Aussie juniors that have taken on the Alaskan challenge include White Rock Minerals (WRM) for zinc, RiversGold (RGL) for gold, and the newly named PolarX (PXX) for copper and gold.

PXX's share price over the past three months. Source:
Alaska-bound PolarX’s share price over the past three months. Source:

Today’s interest is in PolarX (ASX:PXX).

There is a bit of a buzz around the stock (17.5c for a market capitalisation of $42m) on the strength of its Stellar copper-gold project area and the Caribou Dome copper project. Between them they bookend a 35km strike length of claims, about 350km north-east of Anchorage.

There are known high-grade but smallish deposits at Zackly (copper-gold) in the Stellar package of claims, and at Caribou Dome (copper).

But it is the unfolding potential for the known deposits to be part of much bigger mineralised systems, and the potential for  big porphyry copper-gold systems at depth along the stretch of claims, that has piqued interest in the stock, from local, European, and Canadian investors alike.

Lab test results are expected shortly from a recently completed drilling program of the Zackly skarn.

The drilling program impressed with the return of thick zones of visible mineralisation and it is assumed by the punters that Zackly is on its way to establishing a JORC-compliant resource (there is a historical estimate of 1.5m tonnes at 2.9 per cent copper and 4.5g/tonne gold) which will grow over time.

JORC compliance refers to the mining industry’s code for reporting exploration results, mineral resources and ore reserves, managed by the Australasian Joint Ore Reserves Committee.

Copper system could be much bigger

The drilling also indicated the potential for a porphyry copper-system system at depth which could be very much bigger. The plan is to extend the near surface high-grade resource at Zackly, as well as evaluate the porphyry potential at depth in the 2018 field season (April-October).

The drilling program will also include drill testing of the Mars prospect, 6km from Zackly along a mineralised structural corridor.

Never before drilled, soil sampling at Mars returned coincident copper, gold, molybdenum and silver anomalism over an area of 2000m by 1500m.
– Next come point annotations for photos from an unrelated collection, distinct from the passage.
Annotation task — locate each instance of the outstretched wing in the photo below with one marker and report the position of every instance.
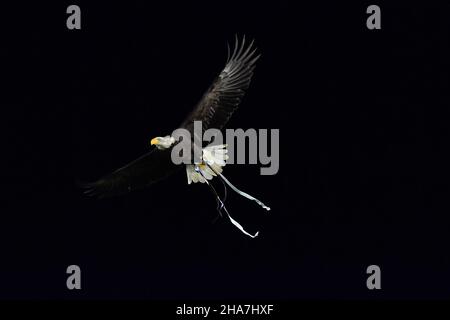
(138, 174)
(224, 95)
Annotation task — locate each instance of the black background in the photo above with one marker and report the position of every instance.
(364, 179)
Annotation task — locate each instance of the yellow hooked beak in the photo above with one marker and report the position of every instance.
(154, 141)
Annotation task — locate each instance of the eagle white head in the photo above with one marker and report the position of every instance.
(163, 142)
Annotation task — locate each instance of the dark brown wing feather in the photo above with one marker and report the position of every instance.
(138, 174)
(224, 95)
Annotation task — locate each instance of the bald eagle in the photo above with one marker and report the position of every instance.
(214, 110)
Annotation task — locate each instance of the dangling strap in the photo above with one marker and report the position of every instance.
(242, 193)
(221, 205)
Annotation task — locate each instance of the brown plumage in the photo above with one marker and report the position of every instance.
(214, 110)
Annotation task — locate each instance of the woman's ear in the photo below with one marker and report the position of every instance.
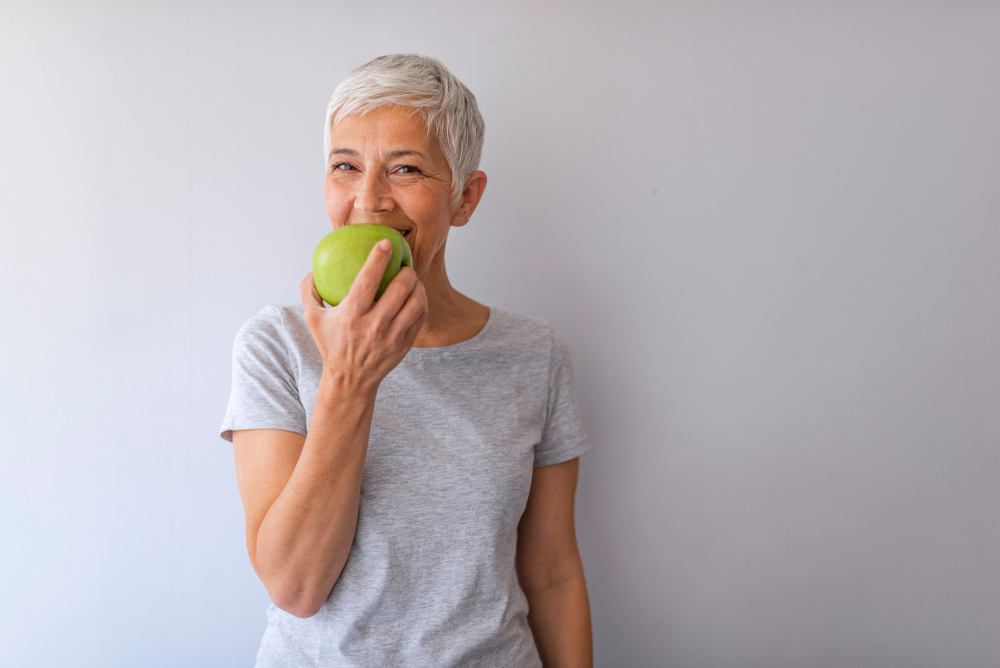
(471, 194)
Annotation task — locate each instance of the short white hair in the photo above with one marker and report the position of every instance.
(425, 85)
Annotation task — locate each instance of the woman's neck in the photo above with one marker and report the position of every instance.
(451, 316)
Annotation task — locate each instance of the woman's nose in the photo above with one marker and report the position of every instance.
(372, 195)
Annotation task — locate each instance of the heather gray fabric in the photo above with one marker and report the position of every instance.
(430, 579)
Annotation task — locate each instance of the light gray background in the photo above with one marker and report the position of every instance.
(769, 231)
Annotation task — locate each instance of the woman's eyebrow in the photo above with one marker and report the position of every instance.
(401, 154)
(351, 153)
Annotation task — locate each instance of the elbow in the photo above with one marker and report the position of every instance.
(301, 604)
(302, 611)
(300, 607)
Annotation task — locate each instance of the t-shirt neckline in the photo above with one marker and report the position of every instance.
(472, 341)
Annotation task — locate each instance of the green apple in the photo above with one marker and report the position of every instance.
(340, 255)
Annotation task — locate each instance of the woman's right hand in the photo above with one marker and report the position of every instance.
(361, 340)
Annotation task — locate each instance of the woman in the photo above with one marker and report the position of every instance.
(408, 465)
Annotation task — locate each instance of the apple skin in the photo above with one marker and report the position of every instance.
(340, 255)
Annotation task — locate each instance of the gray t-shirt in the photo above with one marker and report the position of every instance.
(456, 432)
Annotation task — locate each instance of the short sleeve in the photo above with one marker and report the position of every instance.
(264, 392)
(563, 437)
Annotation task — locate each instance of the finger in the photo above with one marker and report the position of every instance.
(410, 319)
(310, 298)
(396, 294)
(362, 293)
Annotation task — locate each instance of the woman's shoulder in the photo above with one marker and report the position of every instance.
(523, 331)
(284, 325)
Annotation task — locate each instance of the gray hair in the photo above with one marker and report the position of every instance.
(425, 85)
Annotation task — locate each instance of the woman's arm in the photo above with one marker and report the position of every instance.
(550, 571)
(301, 493)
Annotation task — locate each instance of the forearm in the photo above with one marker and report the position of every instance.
(304, 539)
(559, 616)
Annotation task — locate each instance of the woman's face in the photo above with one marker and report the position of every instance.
(384, 167)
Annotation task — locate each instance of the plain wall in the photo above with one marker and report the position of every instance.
(769, 231)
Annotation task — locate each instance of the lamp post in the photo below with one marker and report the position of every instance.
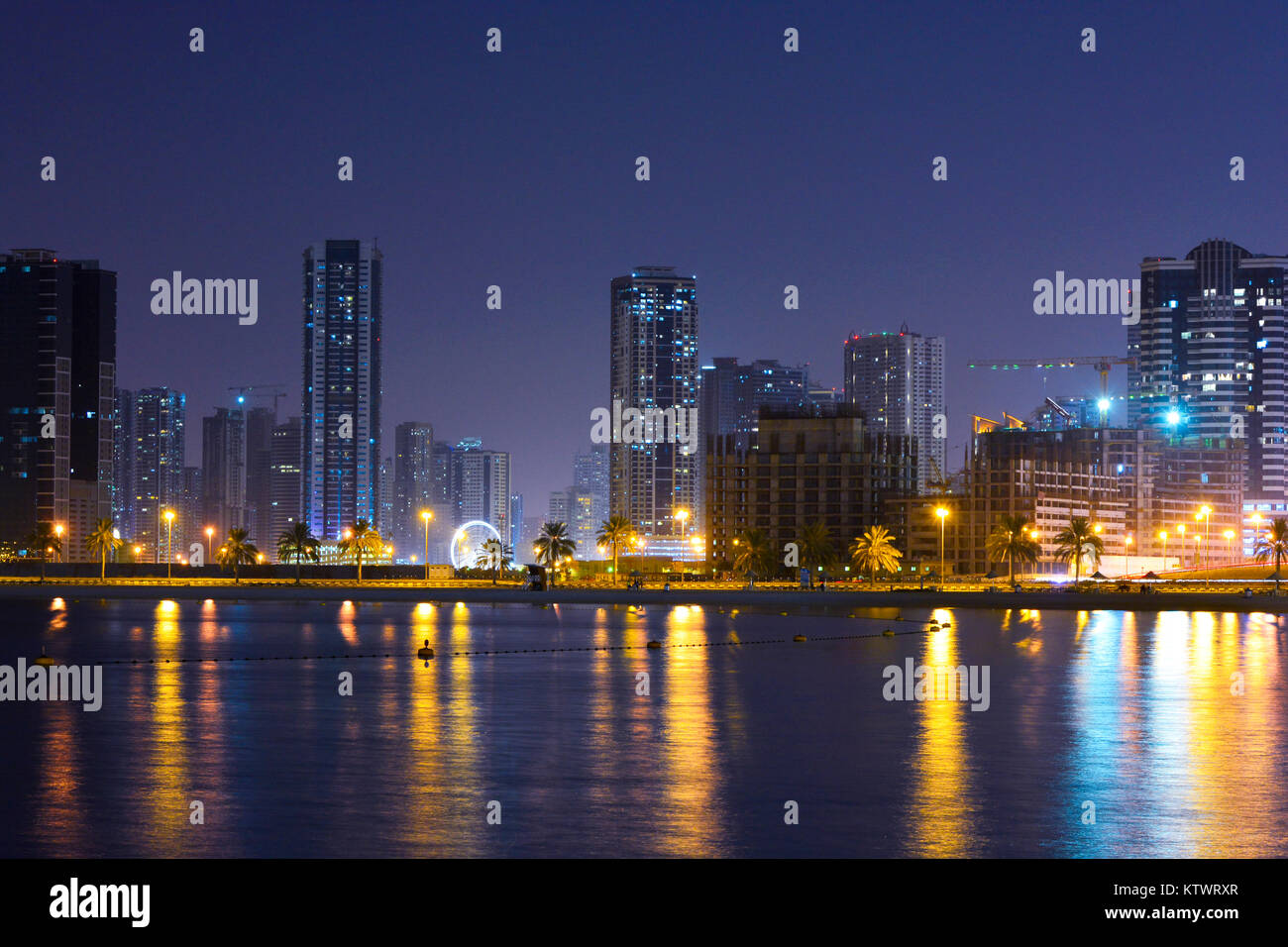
(1205, 514)
(683, 515)
(941, 512)
(168, 539)
(426, 515)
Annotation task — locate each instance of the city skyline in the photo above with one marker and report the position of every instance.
(849, 235)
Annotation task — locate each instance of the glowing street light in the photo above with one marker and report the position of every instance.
(941, 512)
(1206, 515)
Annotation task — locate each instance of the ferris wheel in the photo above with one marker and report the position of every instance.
(468, 541)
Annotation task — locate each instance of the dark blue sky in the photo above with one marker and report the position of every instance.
(516, 169)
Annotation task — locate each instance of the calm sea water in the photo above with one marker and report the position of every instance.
(1136, 714)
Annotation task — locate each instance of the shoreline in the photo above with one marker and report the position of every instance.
(733, 598)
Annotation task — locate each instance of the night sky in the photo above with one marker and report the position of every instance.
(518, 169)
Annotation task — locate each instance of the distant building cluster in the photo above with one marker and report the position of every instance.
(695, 455)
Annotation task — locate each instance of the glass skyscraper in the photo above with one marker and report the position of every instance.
(897, 380)
(653, 367)
(1210, 355)
(340, 411)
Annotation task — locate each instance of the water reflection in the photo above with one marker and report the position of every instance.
(1172, 724)
(941, 809)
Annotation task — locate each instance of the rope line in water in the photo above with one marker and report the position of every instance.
(492, 654)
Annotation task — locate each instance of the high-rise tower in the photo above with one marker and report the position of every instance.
(342, 384)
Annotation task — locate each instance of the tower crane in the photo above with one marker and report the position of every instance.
(1102, 364)
(277, 393)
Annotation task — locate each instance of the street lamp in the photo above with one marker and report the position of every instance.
(168, 539)
(943, 517)
(1206, 515)
(426, 515)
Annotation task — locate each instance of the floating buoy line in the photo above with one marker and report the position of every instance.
(426, 652)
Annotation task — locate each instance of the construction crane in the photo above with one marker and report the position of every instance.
(244, 392)
(1102, 364)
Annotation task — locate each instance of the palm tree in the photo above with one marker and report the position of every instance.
(1274, 544)
(297, 543)
(875, 552)
(1010, 540)
(752, 553)
(103, 541)
(493, 554)
(47, 540)
(362, 540)
(616, 532)
(553, 545)
(1078, 540)
(237, 552)
(815, 543)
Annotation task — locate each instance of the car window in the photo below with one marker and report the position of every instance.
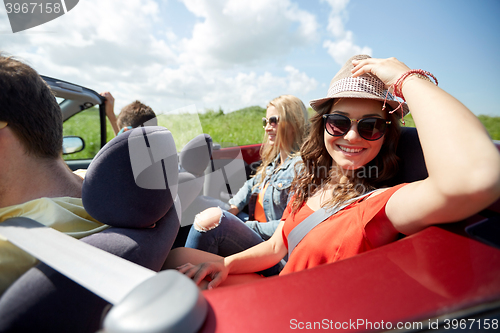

Rock-chip sampling turned up 7.4 per cent copper and 1.8g/tonne.

Geophysics in late August indicated a buried anomaly located 100‐150m below the surface geochemical anomalism. PolarX reckons that was all consistent with a buried, mineralised porphyry copper-gold system.

In essence, Mars ticks all the boxes.

It is now at the teasing stage where it looks really good but needs to be tested by some drill holes, once the big thaw sets in.